Trying to strike out on his own, Dave falls under the leadership of a second man, Steve Carell’s John du Pont.  This odd millionaire is an uncertain, awkward man who is middle-aged and dumpy, but he’s deeply motivated by a desire for power and domination.  Never able to please his mother, du Pont uses the wealth available to him to buy power.  He loves guns and weaponry and subsidies local law enforcement so they practice at his estate.  He buys heavy military armaments as a hobby.  His wealth secures a deference that insulates him, but the aggression in wrestling also attracts him, so he starts a team on the estate and postures as their trainer.  Carell creates many of the most uncomfortable moments in Foxcatcher, as when his ungainly du Pont wins a match that is thrown or when he wrestles around on top of the handsome athletes his wealth has bought.  In one particularly uncomfortable scene, Dave clearly feels he has to let du Pont clamor on top of him in the middle of the night, a scene whose power comes as much from Tatum’s and Carell’s acting as from the situation.  And as with Dave, close-ups on du Pont create discomfort.  After Dave tells du Pont that money won’t convince Mark to come to Foxcatcher, the camera lingers on du Pont’s face as Carell’s eyes go blank and he keeps silent and immobile for several seconds, his nose in the air.  John du Pont expects his money to win the day for him, and he doesn’t know how to react to this information.

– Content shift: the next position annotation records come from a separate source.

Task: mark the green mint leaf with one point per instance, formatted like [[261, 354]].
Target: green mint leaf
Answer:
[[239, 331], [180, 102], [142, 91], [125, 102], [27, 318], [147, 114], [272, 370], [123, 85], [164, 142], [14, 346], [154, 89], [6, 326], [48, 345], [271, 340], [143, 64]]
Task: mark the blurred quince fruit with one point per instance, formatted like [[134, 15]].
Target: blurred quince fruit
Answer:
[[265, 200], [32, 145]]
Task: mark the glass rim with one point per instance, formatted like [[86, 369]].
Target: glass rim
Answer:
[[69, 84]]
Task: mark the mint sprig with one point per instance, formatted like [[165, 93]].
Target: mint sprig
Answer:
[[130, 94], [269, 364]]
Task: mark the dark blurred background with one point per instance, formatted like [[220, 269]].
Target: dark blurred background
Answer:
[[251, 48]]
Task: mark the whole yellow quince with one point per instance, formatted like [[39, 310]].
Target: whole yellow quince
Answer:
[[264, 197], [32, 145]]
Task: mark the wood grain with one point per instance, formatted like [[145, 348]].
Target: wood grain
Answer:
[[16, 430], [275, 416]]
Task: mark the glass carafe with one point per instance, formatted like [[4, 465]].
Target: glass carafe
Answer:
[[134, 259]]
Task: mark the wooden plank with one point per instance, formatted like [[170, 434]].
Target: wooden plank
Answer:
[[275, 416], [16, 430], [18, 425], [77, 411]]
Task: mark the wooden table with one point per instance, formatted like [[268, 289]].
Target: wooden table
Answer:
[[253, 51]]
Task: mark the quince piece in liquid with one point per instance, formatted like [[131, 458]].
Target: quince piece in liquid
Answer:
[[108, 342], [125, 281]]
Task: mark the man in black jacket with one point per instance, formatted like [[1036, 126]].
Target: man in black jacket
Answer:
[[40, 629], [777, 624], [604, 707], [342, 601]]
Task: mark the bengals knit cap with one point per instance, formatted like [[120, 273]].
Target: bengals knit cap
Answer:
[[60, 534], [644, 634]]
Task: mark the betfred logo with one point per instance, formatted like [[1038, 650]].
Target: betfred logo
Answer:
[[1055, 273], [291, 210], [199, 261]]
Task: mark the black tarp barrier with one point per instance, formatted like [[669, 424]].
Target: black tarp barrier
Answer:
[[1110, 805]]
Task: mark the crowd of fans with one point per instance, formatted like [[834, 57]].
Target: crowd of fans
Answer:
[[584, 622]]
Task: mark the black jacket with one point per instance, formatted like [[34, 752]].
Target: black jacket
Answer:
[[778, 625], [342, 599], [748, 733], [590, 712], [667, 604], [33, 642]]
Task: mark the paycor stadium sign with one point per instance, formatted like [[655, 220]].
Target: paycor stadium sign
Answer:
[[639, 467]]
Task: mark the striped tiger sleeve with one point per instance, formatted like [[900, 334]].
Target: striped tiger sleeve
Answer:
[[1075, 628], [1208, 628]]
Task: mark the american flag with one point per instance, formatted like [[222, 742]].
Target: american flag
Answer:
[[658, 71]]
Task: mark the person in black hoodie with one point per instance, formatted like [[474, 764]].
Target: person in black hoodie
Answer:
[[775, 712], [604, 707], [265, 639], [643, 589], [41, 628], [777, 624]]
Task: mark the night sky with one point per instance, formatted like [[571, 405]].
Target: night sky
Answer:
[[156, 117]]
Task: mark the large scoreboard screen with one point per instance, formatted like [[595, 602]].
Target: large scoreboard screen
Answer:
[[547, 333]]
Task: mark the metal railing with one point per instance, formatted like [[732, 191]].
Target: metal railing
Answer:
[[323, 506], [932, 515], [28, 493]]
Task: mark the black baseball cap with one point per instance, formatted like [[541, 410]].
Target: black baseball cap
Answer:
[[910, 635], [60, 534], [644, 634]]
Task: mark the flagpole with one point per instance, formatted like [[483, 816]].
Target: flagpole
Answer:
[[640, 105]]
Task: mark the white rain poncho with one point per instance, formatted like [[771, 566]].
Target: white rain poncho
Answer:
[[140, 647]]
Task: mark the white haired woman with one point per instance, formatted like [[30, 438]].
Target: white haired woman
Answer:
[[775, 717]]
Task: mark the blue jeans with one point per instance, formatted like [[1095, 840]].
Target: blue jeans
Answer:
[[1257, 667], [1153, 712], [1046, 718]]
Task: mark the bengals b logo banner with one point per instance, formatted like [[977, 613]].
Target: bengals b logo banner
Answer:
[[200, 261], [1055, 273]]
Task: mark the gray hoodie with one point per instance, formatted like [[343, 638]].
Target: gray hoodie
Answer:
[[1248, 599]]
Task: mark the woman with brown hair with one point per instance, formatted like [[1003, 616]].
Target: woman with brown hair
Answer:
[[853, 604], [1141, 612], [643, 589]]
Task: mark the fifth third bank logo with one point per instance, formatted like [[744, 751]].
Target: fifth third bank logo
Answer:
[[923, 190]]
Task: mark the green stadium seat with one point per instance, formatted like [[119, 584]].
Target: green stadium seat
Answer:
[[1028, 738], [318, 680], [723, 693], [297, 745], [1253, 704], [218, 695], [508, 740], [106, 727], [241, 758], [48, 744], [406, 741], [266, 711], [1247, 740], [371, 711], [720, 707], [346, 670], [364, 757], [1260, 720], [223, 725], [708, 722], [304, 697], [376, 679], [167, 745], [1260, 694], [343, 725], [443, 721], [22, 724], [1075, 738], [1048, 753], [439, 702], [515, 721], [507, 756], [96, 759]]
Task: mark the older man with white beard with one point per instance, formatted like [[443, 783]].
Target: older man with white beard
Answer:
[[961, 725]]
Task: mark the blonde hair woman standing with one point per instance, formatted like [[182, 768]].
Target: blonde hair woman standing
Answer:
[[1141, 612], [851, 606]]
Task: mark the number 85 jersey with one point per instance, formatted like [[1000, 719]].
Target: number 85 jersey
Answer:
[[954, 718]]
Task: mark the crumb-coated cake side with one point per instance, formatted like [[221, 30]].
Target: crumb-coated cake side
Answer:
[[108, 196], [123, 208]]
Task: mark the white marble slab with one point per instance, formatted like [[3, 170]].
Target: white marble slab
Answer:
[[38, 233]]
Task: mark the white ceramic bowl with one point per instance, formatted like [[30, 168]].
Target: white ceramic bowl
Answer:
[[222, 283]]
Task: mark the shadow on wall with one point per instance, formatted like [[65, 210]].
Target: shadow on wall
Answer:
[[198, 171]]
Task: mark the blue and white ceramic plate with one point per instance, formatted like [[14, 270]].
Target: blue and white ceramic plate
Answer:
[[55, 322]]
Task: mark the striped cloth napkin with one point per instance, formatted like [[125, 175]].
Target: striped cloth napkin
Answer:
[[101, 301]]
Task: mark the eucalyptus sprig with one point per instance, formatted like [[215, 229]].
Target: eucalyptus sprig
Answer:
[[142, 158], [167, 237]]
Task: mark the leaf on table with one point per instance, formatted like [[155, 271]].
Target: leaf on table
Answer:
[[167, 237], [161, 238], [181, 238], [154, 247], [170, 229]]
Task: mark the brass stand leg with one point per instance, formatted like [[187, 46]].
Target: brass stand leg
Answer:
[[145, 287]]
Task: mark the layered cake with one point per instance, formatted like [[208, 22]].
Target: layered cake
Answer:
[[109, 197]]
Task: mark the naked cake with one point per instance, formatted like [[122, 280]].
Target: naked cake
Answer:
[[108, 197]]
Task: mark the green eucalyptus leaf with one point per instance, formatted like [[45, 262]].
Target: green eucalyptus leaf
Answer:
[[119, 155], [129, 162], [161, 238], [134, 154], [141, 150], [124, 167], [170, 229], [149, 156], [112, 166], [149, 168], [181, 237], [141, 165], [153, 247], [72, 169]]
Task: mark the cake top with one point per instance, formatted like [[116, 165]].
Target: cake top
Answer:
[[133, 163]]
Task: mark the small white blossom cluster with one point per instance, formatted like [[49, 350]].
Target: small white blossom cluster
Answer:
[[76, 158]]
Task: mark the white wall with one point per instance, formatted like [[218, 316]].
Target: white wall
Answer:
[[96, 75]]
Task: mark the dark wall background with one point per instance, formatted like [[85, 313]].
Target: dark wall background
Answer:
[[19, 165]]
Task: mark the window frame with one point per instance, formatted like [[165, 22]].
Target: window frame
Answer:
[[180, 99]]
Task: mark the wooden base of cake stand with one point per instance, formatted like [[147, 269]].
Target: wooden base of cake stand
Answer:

The characters and acting alone would make Foxcatcher a worthwhile film, but Miller brings important cinematic elements to bear, too.  Throughout, the script interweaves strands of patriotism, class, power, weakness and love, and Miller so deftly handles his images that every detail onscreen seems to speak to these themes, whether it’s painting of George Washington or horse trophies.  Miller also brings an independent filmmaker specificity the settings.  In the early part of the film, the school that Dave visits and his apartment have a great uniqueness to them as do, later, Mark’s home and du Pont’s.  And the cinematography makes this film compelling.  The close-ups put us uncomfortably into dialogs and actions, and the shallow focus compels us to look at a limited range of what’s happening onscreen.  Miller’s direction compliments the story, acting and settings here to make Foxcatcher even more intense.

Foxcatcher is a significant exploration of today’s America.  Though the story follows the relationship among three individuals, the concerns that run through their interactions run also animate our time, when our American competitive spirit is running up against increasing inequality and limited social mobility.